Harmane

Harmane is a benzodiazepine receptor inhibitor (IC₅₀=7 μM), with IC₅₀ values for mACh, Opioid Receptor, MAO-A/B, and α2-adrenergic receptor of 24 μM, 2.8 μM, 0.5 μM, 5 μM, and 18 μM, respectively. Harmane inhibits the I1 imidazoline receptor (IC₅₀ = 30 nM) to reduce blood pressure and has antidepressant, anti-anxiety, anticonvulsant, and analgesic effects. Harmane inhibits dopamine biosynthesis by decreasing tyrosine hydroxylase (TH) activity and enhancing L-DOPA-induced cytotoxicity in PC12 cells. Additionally, Harmane can increase the mutagenic effect induced by 2-acetylaminofluorene (AAF)^{[1][2][3][4][5][6]}. IC50 & Target:Harmane 对苯二氮卓类受体氟硝西泮的 IC₅₀ 为 7 μM，对毒蕈碱型乙酰胆碱受体 (QNB) 的 IC₅₀ 为 24 μM，对阿片受体在的 IC₅₀ 为 2.8 μM，在含 50 mM 钠离子存在下，对阿片受体在的 IC₅₀ 为 42 μM，对螺哌啶醇和血清素的 IC₅₀ 为 163，101 μM。
Harmane 对 I1 咪唑啉受体的 IC₅₀为 30 nM)，对 α2-肾上腺素受体的 IC₅₀ 为 18 μM^[2]。 In Vitro:Harmane also inhibits haloperidol and serotonin, with IC₅₀ values of 163 μM and 101 μM, respectively^[1].

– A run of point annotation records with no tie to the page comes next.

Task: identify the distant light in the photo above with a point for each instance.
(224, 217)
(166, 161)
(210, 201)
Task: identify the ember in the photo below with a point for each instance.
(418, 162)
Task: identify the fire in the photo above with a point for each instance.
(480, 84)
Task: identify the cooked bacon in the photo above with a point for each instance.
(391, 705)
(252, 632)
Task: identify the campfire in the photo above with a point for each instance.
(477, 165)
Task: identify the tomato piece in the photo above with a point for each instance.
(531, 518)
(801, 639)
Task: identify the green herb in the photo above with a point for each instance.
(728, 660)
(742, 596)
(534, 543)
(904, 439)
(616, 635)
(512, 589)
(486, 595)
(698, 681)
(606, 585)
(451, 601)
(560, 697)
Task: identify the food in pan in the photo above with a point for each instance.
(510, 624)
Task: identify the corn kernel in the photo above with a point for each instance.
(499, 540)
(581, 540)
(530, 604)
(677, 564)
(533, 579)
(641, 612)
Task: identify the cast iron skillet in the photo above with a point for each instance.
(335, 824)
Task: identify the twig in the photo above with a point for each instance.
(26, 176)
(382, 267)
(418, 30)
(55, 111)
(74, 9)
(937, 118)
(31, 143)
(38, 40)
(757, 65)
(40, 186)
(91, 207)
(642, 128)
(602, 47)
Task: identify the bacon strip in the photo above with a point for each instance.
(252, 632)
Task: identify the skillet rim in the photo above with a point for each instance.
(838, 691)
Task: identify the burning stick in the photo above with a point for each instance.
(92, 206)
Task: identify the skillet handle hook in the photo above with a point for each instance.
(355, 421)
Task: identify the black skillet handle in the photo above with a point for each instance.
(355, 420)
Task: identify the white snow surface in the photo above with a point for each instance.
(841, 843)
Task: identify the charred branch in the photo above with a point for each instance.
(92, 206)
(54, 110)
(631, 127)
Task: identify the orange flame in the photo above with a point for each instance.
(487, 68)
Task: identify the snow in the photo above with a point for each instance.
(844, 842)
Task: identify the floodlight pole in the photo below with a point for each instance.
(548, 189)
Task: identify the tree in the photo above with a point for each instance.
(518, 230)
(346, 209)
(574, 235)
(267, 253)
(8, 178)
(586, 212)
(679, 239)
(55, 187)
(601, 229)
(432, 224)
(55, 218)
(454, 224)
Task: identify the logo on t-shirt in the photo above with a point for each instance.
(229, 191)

The IC₅₀ of Harmane for benzodiazepine receptor flunitrazepam is 7 μM, the IC₅₀ for the opioid receptor is 2.8 μM, and in the presence of 50 mM sodium ions, the IC₅₀ for the opioid receptor is 42 μM, and the IC₅₀ for spiropyrinol and serotonin is 163, 101 μM^[1].
The IC₅₀ of Harmane for I1 imidazoline receptor is 30 nM), and the IC₅₀ for α2-adrenergic receptor is 18 μM^[2].
Harmane (1 μM) increases the mutagenicity of AAF to Salmonella typhimurium TA98 by three times in the presence of an S-9 mixture (containing 4 μM NADH and NADPH per ml but no NADP); in the absence of S-9, it increases the mutagenicity of N-acetyloxy AAF by 2.5 times^[4].
Harmane (5-25 μM, 0-72 h) reduced the dopamine content in PC12 cells (IC₅₀ is 21.2 μM) in a concentration-dependent manner and could reduce the dopamine content induces by L-DOPA^[6].
Harmane (20 μM, 0-72 h) inhibits the activity of tyrosine hydroxylase (TH) in PC12 cells at 24 h and restores it to normal levels at 72 h; it inhibits the expression of TH mRNA at 6 h and restores it at 48 h^[6].
Harmane (20μM, 30min) reduces the intracellular cyclic AMP level and intracellular calcium ion concentration in PC12 cells^[6].
Harmane (80-150μM, 24-48h) exhibits cytotoxicity and induces cell death^[6]. In Vivo:Harman (0-12.5mg/kg, i.v., single dose) has an ED₅₀ of 3.6 mg/kg for convulsant activity in rats. Its anticonvulsant effect lasts for a short time and delays the reaction time to pain^[1].
Harman (0.01-1 nM, injected into rostralventrolateral medulla, single dose) caused a decrease in blood pressure in rats^[2].
Harman (2.5-10 mg/kg, i.p., single dose) had anxiolytic and antidepressant effects in rats^[5].